Kiedy zmarł mój mąż, zaczęłam odczuwać stres. Przytłaczały mnie nawet najmniejsze przeszkody. Wiedziałam, że muszę znaleźć strategie, które pozwolą mi radzić sobie ze stresem w życiu.
Pierwszym i najtrudniejszym krokiem dla mnie było zwolnienie tempa życia i dostosowanie pracy do moich możliwości. Marzyłam o powrocie do mojego życia w szybkim tempie – do czasu kiedy straciłam pamięć na cały dzień po bardzo stresującym tygodniu. Wtedy w końcu zaczęłam poważnie myśleć o wyznaczeniu granic w kwestii moich obowiązków i poświęcanego na nie czasu.
Po drugie, teraz, każdego ranka, tuż po porannej modlitwie, przygotowuję listę rzeczy do zrobienia w danym dniu. Po śniadaniu, zaczynam realizować kolejne punkty z listy. To czego nie uda mi się wykonać w danym dniu, przenoszę na kolejny dzień. Dzięki liście codziennych zadań do zrobienia wyzbyłam się obaw związanych z tym, że o czymś zapomnę.
Po trzecie, bardziej skupiam się na życiu duchowym – codzienne czytam i słucham Biblię oraz inne inspirujące materiały, słucham podnoszących na duchu piosenek w trakcie sprzątania, gotowania, czy szycia.
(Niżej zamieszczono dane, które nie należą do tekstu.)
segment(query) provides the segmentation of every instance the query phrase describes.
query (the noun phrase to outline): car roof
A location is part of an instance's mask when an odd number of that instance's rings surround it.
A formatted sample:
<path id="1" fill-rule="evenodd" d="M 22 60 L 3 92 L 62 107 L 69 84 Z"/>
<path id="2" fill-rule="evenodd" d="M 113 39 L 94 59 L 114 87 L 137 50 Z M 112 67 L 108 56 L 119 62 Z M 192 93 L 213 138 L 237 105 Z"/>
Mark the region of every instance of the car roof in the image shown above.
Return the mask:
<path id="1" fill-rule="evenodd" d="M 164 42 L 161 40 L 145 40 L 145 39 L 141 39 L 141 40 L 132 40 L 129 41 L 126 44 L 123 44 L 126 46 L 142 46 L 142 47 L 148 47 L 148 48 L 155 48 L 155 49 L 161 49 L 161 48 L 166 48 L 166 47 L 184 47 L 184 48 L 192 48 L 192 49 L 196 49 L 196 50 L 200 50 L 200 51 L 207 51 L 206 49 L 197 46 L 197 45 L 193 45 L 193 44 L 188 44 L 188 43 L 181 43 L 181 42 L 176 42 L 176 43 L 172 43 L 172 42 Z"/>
Zapisałam się też do wspólnoty chrześcijańskiej, dzięki której w weekendy spotykam się z innymi Chrześcijanami.
Po czwarte, częściej oddaję się zajęciom rekreacyjnym, częściej chodzę na plażę, częściej bywam na przyjęciach urodzinowych. To pomaga mi oczyścić umysł z trosk i spojrzeć na wszystko z dystansem. Wychodząc na wieczorny spacer z moim psiakiem, zamiast myśleć o pracy, dziękuję Bogu za zachód słońca, za góry i za wszystkie inne błogosławieństwa. To też przynosi ukojenie mojej duszy.
Dzieci doskonale znają tajemnicę życia bez stresu – rzadko mają problemy i zawsze cieszą się chwilą. Nie martwią się przyszłością, ponieważ wiedzą, że ich rodzice zatroszczą się o nich. Jezus powiedział, że powinniśmy być jak małe dzieci, aby wejść do królestwa Bożego [Patrz Ewangelia wg św. Mateusza 18:3]. Tak więc oprócz wszystkich moich strategii, staram się codziennie pamiętać o tym, że mój Ojciec zatroszczy się o mnie, i że pragnie abym cieszyła się największym darem jaki mi ofiarował – życiem samym w sobie.